No primeiro ano da mudança, 94 pessoas fizeram o pedido. De 2019 até o ano passado, o número saltou 450%. Os dados do Enem 2021 ainda não foram divulgados pela pasta.
A pesquisadora da Unicamp (Universidade Estadual de Campinas) Brume Dezembro Iazzetti explica que o nome social é um direito para o nome ser respeitado. "É uma reivindicação do movimento trans desde os anos 90 e aparece primeiro no SUS [Sistema Único de Saúde] nos anos 2000, depois nas universidades", diz.
Em 2018, o STF (Supremo Tribunal Federal) garantiu também que pessoas trans entrassem com o pedido do nome social pelo cartório, sem a realização de cirurgia de confirmação de gênero. O processo, no entanto, ainda continua difícil e o valor pode chegar até R$ 1.500.
Nos planos de Sanara, no início do ano que vem, ela será uma das novas alunas da UFABC (Universidade Federal do ABC). Com a nota do Enem, ela quer conseguir uma vaga na instituição e aumentar a porcentagem de pessoas trans dentro das universidades.
Segundo pesquisa feita pela Andifes (Associação Nacional dos Dirigentes das Instituições Federais de Ensino Superior), estudantes trans representam apenas 0,2% nas universidades federais.
Quero cursar planejamento territorial. Adoro falar sobre territórios, pensar em questões políticas, sociais, que envolvem os espaços e também incluir a população trans nesse assunto."
Sanara Maria dos Santos, produtora-chefe de conteúdo
Além de garantir o uso do nome social, o Enem possibilita que os participantes escolham o banheiro que irão usar e o pronome pelo qual querem ser chamados.

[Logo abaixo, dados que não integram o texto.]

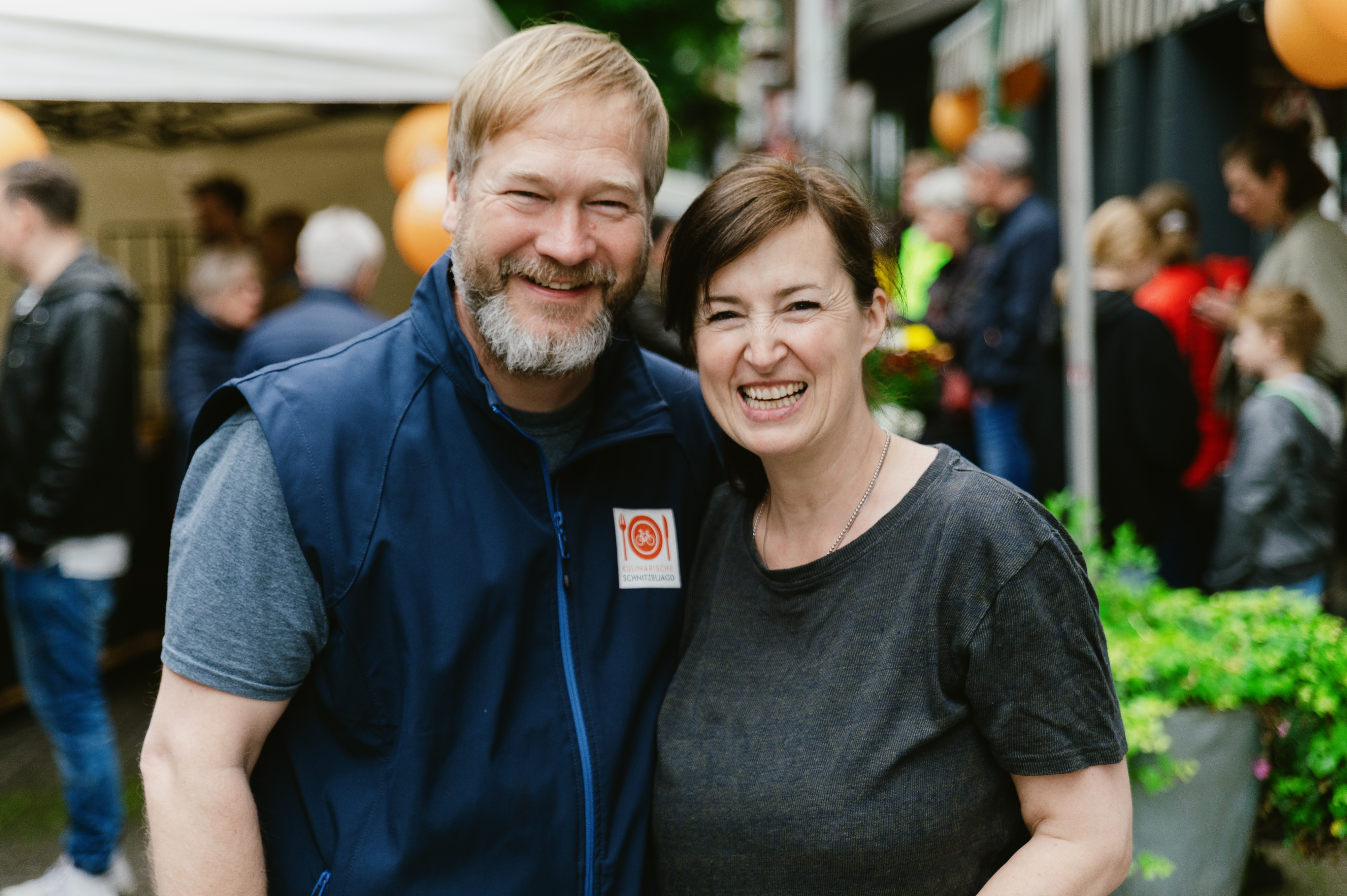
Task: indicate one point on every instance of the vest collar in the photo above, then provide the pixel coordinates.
(627, 403)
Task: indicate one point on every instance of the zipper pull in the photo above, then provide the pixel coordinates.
(561, 535)
(561, 543)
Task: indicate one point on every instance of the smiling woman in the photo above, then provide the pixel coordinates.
(894, 674)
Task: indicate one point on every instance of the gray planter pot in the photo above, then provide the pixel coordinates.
(1204, 826)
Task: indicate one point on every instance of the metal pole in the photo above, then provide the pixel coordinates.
(816, 94)
(992, 112)
(1077, 204)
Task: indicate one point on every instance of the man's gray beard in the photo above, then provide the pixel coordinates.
(511, 344)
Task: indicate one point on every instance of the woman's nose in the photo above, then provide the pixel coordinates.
(764, 350)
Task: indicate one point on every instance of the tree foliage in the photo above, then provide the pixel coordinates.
(689, 49)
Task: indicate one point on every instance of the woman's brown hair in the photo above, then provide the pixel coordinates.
(737, 211)
(1174, 212)
(1266, 147)
(740, 209)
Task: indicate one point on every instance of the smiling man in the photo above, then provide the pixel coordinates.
(426, 587)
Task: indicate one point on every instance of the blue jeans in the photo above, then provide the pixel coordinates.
(1311, 589)
(57, 627)
(1001, 445)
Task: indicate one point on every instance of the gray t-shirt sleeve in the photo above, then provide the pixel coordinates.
(246, 613)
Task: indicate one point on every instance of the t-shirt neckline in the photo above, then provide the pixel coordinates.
(828, 565)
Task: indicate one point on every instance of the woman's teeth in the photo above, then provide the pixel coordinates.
(768, 398)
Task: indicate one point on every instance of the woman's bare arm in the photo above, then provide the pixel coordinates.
(1081, 836)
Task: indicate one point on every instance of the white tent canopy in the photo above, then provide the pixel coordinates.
(243, 51)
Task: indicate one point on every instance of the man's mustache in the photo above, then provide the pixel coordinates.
(549, 271)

"Nem tudo são flores, porque o direito pode ser garantido, mas você depende que os fiscais da prova chamem aquela pessoa pelo nome correto. Ainda ouço relatos que envolvem situações vexatórias", afirma Brume.
Nome retificado
A artesã Agunna Valim, 22, lembra bem como foi fazer o Enem 2017. Na época, ela estava no último ano do ensino médio e no processo de reconhecimento como uma pessoa trans.

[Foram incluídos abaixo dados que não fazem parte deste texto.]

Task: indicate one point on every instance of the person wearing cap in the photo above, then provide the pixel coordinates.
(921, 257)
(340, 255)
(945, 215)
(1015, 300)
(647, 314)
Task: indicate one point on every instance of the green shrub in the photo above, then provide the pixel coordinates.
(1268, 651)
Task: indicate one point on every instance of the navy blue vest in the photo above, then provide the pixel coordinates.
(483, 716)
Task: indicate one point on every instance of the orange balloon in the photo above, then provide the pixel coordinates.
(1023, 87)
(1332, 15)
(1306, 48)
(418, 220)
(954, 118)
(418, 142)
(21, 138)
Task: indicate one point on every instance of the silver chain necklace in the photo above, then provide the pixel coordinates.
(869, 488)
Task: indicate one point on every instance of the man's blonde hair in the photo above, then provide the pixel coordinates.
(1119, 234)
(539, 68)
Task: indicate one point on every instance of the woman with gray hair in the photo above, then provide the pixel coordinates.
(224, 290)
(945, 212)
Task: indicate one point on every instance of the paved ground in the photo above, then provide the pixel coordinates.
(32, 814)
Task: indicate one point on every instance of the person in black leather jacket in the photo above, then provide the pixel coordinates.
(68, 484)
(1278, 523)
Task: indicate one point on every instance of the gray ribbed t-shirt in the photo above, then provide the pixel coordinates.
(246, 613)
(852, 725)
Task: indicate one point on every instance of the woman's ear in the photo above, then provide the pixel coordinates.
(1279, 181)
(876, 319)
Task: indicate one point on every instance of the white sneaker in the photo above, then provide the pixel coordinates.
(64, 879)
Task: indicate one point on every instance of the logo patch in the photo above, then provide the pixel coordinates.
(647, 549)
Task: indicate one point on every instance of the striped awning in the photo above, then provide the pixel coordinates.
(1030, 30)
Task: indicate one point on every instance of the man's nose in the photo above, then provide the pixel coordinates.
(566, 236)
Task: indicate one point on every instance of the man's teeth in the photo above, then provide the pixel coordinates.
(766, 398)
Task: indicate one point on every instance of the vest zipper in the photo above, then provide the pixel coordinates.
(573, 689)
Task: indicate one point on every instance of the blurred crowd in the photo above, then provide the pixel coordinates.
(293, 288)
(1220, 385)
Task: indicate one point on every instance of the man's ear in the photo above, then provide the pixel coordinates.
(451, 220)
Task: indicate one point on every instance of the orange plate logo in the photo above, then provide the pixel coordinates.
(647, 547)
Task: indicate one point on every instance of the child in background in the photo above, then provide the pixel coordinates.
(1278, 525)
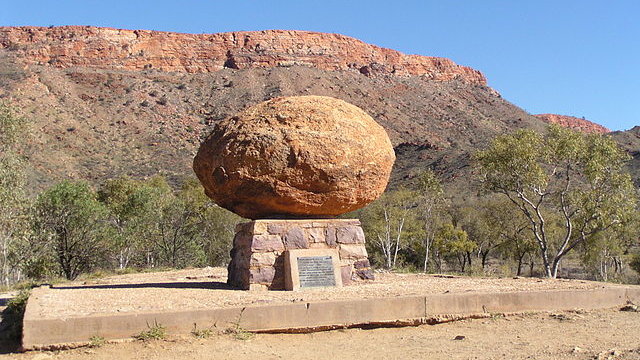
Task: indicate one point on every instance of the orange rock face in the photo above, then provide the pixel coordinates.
(303, 156)
(574, 123)
(108, 48)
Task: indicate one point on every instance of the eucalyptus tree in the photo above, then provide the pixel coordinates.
(577, 178)
(71, 221)
(13, 199)
(431, 202)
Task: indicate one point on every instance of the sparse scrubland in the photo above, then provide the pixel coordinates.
(546, 205)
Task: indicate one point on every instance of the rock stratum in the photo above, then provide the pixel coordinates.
(574, 123)
(97, 113)
(108, 48)
(300, 156)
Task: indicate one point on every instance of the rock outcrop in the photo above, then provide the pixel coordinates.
(289, 157)
(108, 48)
(574, 123)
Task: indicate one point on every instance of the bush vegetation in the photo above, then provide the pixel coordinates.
(545, 200)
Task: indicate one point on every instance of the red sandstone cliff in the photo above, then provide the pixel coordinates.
(573, 123)
(109, 48)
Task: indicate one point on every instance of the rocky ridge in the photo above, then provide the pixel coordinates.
(98, 112)
(574, 123)
(108, 48)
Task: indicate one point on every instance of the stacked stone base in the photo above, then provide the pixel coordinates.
(257, 257)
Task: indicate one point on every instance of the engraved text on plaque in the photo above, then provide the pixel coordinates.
(316, 271)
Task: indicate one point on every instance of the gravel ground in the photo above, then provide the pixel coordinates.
(598, 334)
(205, 288)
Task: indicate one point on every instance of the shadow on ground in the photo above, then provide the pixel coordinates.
(211, 285)
(10, 330)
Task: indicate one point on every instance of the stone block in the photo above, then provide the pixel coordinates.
(365, 274)
(275, 228)
(318, 246)
(263, 259)
(350, 235)
(330, 236)
(242, 240)
(260, 227)
(345, 272)
(316, 235)
(267, 243)
(353, 251)
(362, 264)
(295, 238)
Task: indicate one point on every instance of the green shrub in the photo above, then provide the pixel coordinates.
(155, 332)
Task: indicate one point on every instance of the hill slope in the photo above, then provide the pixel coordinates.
(106, 102)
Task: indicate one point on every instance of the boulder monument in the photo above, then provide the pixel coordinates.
(292, 164)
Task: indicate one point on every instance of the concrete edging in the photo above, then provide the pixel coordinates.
(41, 333)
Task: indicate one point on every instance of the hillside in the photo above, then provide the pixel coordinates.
(573, 122)
(106, 102)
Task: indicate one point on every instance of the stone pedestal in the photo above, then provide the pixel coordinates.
(257, 259)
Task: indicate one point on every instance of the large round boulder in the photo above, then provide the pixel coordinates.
(295, 157)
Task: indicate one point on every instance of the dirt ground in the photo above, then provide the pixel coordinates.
(602, 334)
(206, 288)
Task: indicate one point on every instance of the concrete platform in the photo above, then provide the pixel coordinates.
(69, 329)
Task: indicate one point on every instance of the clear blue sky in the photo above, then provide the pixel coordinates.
(570, 57)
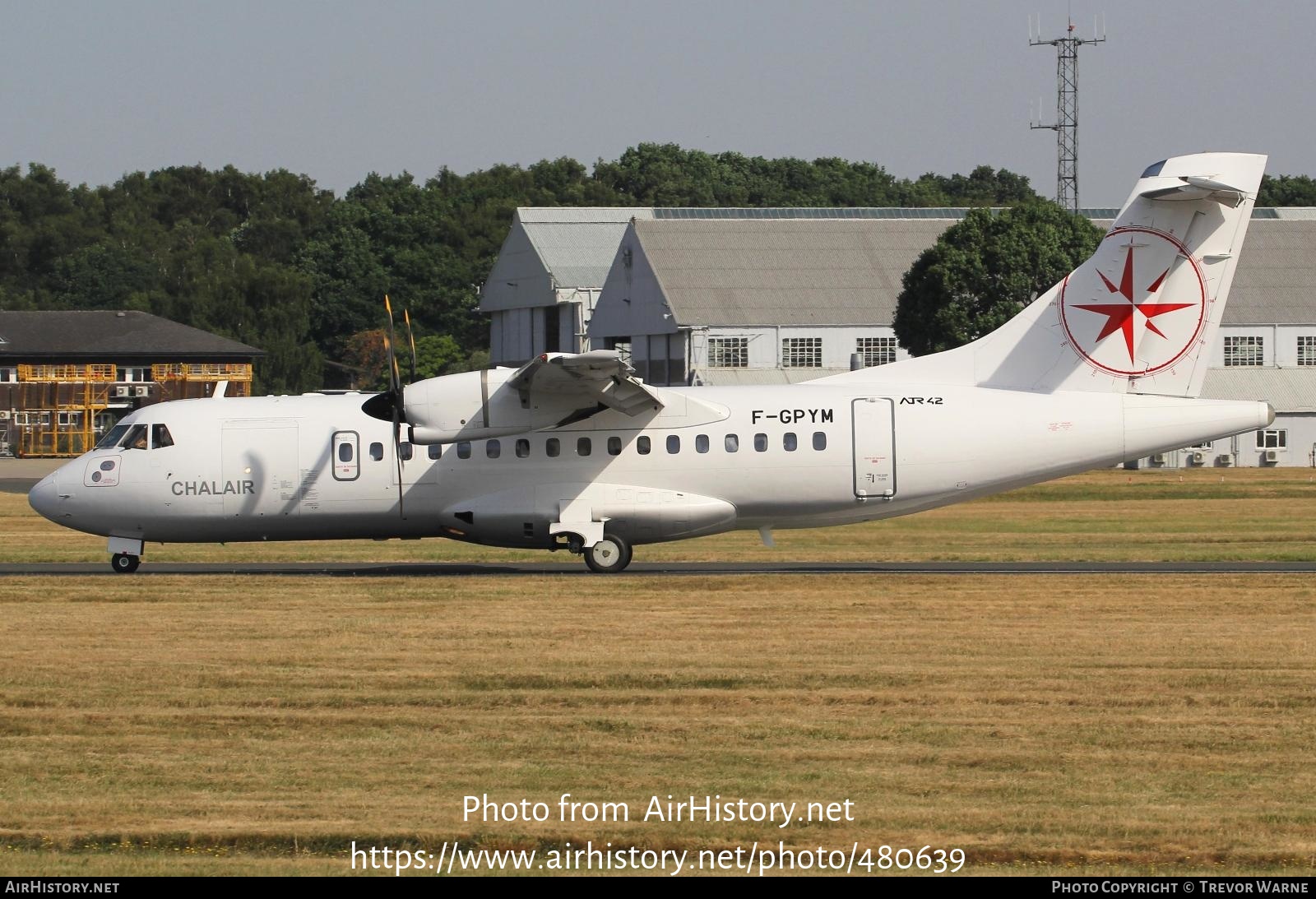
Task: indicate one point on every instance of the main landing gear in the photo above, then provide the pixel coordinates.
(124, 563)
(609, 556)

Não fui nada bem, foi desgastante, não só pela pressão da prova, mas porque hoje reconheço que faltou representatividade,. Fui chamada pelo meu nome morto."
Agunna Valim, artesã
Dois anos depois, em 2019, conseguiu retificar seu nome no cartório e decidiu que agora vai fazer o Enem para conseguir uma vaga no curso de farmácia.

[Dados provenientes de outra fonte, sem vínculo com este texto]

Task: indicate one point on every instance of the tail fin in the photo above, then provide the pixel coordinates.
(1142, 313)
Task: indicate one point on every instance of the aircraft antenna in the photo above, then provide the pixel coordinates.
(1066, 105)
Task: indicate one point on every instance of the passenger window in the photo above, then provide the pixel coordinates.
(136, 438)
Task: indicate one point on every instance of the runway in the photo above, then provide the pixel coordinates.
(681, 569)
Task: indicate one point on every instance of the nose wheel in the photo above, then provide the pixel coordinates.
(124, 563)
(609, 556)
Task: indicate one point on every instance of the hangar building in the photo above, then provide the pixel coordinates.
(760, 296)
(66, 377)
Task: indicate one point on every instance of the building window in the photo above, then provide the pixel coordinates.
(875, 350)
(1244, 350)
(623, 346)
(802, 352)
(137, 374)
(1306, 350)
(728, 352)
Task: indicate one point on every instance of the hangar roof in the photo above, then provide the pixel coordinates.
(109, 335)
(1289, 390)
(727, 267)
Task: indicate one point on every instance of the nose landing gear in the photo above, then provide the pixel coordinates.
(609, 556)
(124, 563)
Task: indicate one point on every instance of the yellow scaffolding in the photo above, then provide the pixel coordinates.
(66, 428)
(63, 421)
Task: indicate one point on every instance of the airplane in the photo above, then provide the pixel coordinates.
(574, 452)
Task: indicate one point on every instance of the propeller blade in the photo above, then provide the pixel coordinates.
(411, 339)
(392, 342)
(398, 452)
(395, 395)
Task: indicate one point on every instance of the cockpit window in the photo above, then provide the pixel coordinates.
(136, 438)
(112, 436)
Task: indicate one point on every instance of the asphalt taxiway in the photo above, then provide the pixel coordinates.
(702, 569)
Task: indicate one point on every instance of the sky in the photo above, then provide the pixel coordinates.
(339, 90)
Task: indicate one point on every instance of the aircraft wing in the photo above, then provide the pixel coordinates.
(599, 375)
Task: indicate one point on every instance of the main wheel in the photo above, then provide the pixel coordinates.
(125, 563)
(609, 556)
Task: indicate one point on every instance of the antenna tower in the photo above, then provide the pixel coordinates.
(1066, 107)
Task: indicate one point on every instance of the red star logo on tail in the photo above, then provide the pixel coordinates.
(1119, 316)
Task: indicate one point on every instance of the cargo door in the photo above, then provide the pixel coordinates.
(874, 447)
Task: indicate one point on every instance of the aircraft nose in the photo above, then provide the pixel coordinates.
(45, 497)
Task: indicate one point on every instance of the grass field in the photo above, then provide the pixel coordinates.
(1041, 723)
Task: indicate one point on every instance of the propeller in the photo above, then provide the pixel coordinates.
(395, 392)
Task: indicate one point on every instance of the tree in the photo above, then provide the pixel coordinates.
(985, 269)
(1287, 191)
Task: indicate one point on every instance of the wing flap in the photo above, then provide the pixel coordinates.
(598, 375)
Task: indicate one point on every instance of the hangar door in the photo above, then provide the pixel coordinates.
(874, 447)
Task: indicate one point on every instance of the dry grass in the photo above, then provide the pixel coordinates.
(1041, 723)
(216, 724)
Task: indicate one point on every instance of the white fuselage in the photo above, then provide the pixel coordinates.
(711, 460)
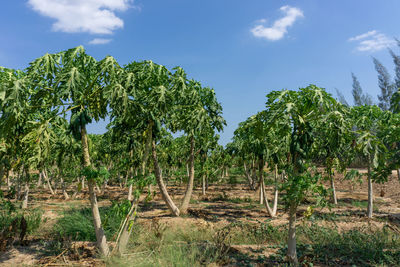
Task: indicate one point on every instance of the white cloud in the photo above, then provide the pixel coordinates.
(372, 41)
(279, 27)
(96, 41)
(92, 16)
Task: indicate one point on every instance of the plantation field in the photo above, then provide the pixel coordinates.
(226, 227)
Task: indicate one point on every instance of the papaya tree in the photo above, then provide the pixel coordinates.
(76, 82)
(370, 121)
(294, 115)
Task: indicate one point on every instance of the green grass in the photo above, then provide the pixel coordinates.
(77, 224)
(360, 247)
(163, 246)
(9, 213)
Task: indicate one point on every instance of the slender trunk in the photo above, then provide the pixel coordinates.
(262, 189)
(291, 252)
(48, 182)
(164, 193)
(126, 229)
(66, 196)
(203, 187)
(130, 198)
(26, 193)
(370, 193)
(39, 180)
(276, 193)
(189, 188)
(261, 182)
(334, 198)
(398, 174)
(126, 179)
(8, 180)
(98, 189)
(248, 176)
(146, 154)
(19, 186)
(100, 236)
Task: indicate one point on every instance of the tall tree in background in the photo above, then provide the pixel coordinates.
(385, 84)
(360, 99)
(341, 97)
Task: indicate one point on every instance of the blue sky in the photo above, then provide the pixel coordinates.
(243, 49)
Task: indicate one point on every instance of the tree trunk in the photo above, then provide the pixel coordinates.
(26, 193)
(164, 193)
(291, 252)
(189, 188)
(203, 187)
(48, 182)
(261, 181)
(100, 236)
(8, 180)
(39, 184)
(262, 189)
(334, 198)
(146, 154)
(66, 196)
(126, 229)
(130, 198)
(370, 193)
(276, 193)
(398, 174)
(248, 176)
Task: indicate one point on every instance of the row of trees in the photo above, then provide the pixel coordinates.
(146, 103)
(45, 109)
(300, 130)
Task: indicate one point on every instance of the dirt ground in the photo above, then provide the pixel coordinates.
(221, 205)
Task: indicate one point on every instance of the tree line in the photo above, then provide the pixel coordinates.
(46, 107)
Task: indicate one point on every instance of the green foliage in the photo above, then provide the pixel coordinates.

A escolha do curso não foi por acaso. Além de continuar trabalhando com produtos fitoterápicos e cosméticos, Agunna quer contribuir de alguma forma com questões que a impactam diariamente.
"Nós fazemos tratamento hormonal que não são feitos para nós, por exemplo, e eu quero incluir a população trans nessas discussões também", explica. Para ela, a universidade não significa apenas um diploma, mas a ocupação de um espaço que é negado "para corpos como o meu".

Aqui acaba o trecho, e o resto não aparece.